Trois entrepreneurs créent le boîtier VigieCovid qui mesure l’affluence d’un lieu en temps réel

Trois entrepreneurs ont élaboré VigieCovid, un boîtier à brancher sur une prise qui mesure l’affluence en temps réel d’un lieu accueillant du public. L’intérêt est grandissant.

Trois entrepreneurs ont développé le boîtier VigieCovid qui mesure l'affluence d'un lieu public en temps réel grâce à la détection des téléphones portables.
Trois entrepreneurs ont développé le boîtier VigieCovid qui mesure l’affluence d’un lieu public en temps réel grâce à la détection des téléphones portables. (©illustration / Adobe stock)

Sortir ou ne pas sortir, telle est la question, en cette période où les contaminations à la Covid-19 repartent à la hausse, en Normandie et en France. La distance physique d’un mètre n’est pas toujours respectée, voire est difficile à faire respecter selon les configurations des espaces, et c’est sur ce point que connaître l’affluence dans un lieu donné a son intérêt, selon trois entrepreneurs.

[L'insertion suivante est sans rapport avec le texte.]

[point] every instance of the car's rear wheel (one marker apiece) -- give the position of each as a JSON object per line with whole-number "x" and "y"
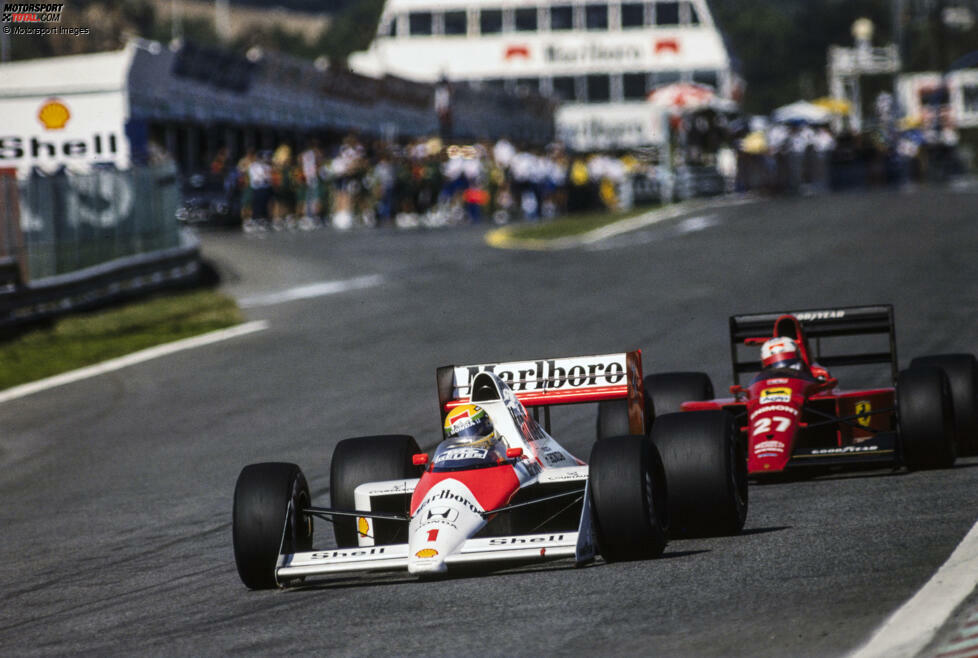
{"x": 369, "y": 459}
{"x": 268, "y": 520}
{"x": 705, "y": 463}
{"x": 962, "y": 376}
{"x": 613, "y": 419}
{"x": 666, "y": 391}
{"x": 628, "y": 499}
{"x": 926, "y": 418}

« Choisir le meilleur moment »

Louis-Jacques Virgona et Guillaume Lebret, tous deux Normands, ont développé avec leur autre associé, Éric Coatantiec, résidant à Toulouse (Haute-Garonne), le boîtier VigieCovid. Le produit est l’évolution d’un premier, créé en 2013, qui indiquait alors les tendances de la fréquentation d’un espace, public ou privé, selon son historique et les habitudes de ses clients. La technologie VigieCovid, élaborée en juin 2020, au sortir du confinement, permet désormais de mesurer en temps réel l’affluence. 

Le boîtier, à brancher simplement sur une prise, a un champ d'analyse qui couvre jusqu'à 25 mètres autour de lui.
Le boîtier, à brancher simplement sur une prise, a un champ d’analyse qui couvre jusqu’à 25 mètres autour de lui. (©VigieCovid)

« On s’est demandé : ‘Peut-on anticiper la présence de monde ou non ?’ Voir l’affluence en temps réel permet de s’adapter, de choisir quel est le meilleur moment », explique Éric Coatantiec, diplômé de la Toulouse business school. La salle de sport Orange Bleue, au Petit-Quevilly, près de Rouen (Seine-Maritime), s’est ainsi dotée du système.

« Le gérant, Stéphane Hurard, nous a dit que les adhérents ne venaient plus, par peur de contracter le virus. Maintenant, ils peuvent non seulement voir la fréquentation du lieu sur sa page Facebook, mais aussi la tendance sur les jours qui vont suivre. »

Et ça a changé la donne, comme l’explique Stéphane Hurard lui-même. « Des adhérents craintifs sont revenus au club, justement parce qu’ils pouvaient voir, sur notre page Facebook qui est très consultée, si les appareils étaient libres ou non. Ça a relancé une dynamique, dans cette ambiance de psychose. » 

Des grandes chaînes de restauration intéressées

Le boîtier, simplement branché sur une prise, fonctionne via la détection des téléphones, selon la réglementation stricte de la Commission nationale de l’informatique et des libertés (Cnil), qui garantit l’anonymisation des propriétaires. « On ne remonte jamais jusqu’à la personne. On ne sait pas s’il y a une femme, deux hommes, par exemple, mais seulement qu’il y trois personnes sur place. » Le champ d’analyse du boîtier VigieCovid s’étend jusqu’à 25 mètres autour de lui.

« Il alimente un graphique [celui-là même qui apparaît sur la page Facebook ou le site d’un lieu en particulier, NDLR], qui se met automatiquement à jour quand un nouveau signal est détecté. » Pour le reste du temps, il est possible de consulter des courbes d’activité « types », que la version originale du boîtier proposait déjà.

Les trois associés ambitionnent d’installer leur produit dans les « endroits qui reçoivent du public », qu’il s’agisse des commerces, restaurants, bibliothèques ou encore des piscines.

Ils sont pour l’heure en contact avec la Métropole Rouen Normandie, l’Agence régionale de santé Île-de-France, qui a validé l’expérimentation, et des grandes chaînes de restauration. Il faut compter 2 300 euros par équipement muni de la mesure d’affluence en temps réel, qui oscille entre « très faible » et « très forte ».